The archaeologist also said the 7.1-magnitude quake caused damage to the Teopanzolco pyramid, including two temples.
Archaeologists, who also found incense burners and ceramic shards, say the temple probably measured 20 feet by 30 feet.
INAH Morelos director Isabel Campos Goenaga explained that the discovery of the substructure was made while carrying out exploratory drilling of the pyramid to determine its structural integrity after it was damaged in the September 19 quake.More news: $4.69 billion verdict against Johnson & Johnson’s talcum powder
"In spite of what the quake meant, it is necessary to be thankful that this natural phenomenon revealed this important structure", Isabel Campos Goenaga, director of the INAH Morelos Center, said in at a press conference [translated via Google]. After an natural disaster took place on September 19, 2017, the pyramid was damaged and a substructure inside was revealed. It was assumed that the site dates back to the Late Postclassic period (1200 to 1521 CE).
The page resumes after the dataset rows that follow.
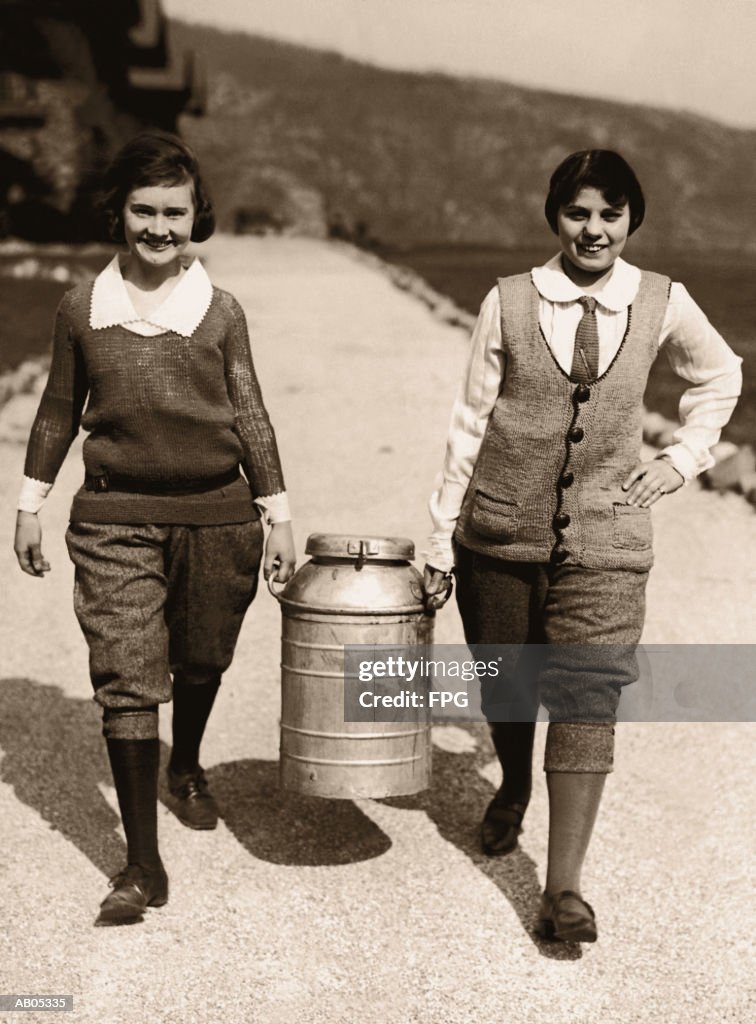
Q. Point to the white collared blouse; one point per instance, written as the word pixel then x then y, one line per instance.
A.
pixel 696 351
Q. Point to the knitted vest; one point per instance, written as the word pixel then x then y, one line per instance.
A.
pixel 547 484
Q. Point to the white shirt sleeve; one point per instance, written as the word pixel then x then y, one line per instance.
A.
pixel 699 354
pixel 472 407
pixel 275 508
pixel 33 494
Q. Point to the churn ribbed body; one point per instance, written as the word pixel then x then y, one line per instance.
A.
pixel 353 591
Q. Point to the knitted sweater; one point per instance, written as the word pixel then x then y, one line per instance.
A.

The temples were found within the Teopanzolco pyramid in Morelos state, near the modern city of Cuernavaca, Mexico.
More than 200 people were killed in Mexico City and many people were trapped under rubble when buildings were toppled.
To their surprise, the radar images and restoration work revealed the presence of long-lost twin temples - one dedicated to Tláloc, the supreme god of rain and Earthly fertility, and another dedicated to Huitzilopochtli, the god of war and Sun.More news: 'Downton Abbey' Officially Revived For Movie With Original Cast
"The Mexicas [Aztecs] didn't bring this architectural style to the region, on the contrary, the Tlahuica constructions inspired them to build the Templo Mayor", she added.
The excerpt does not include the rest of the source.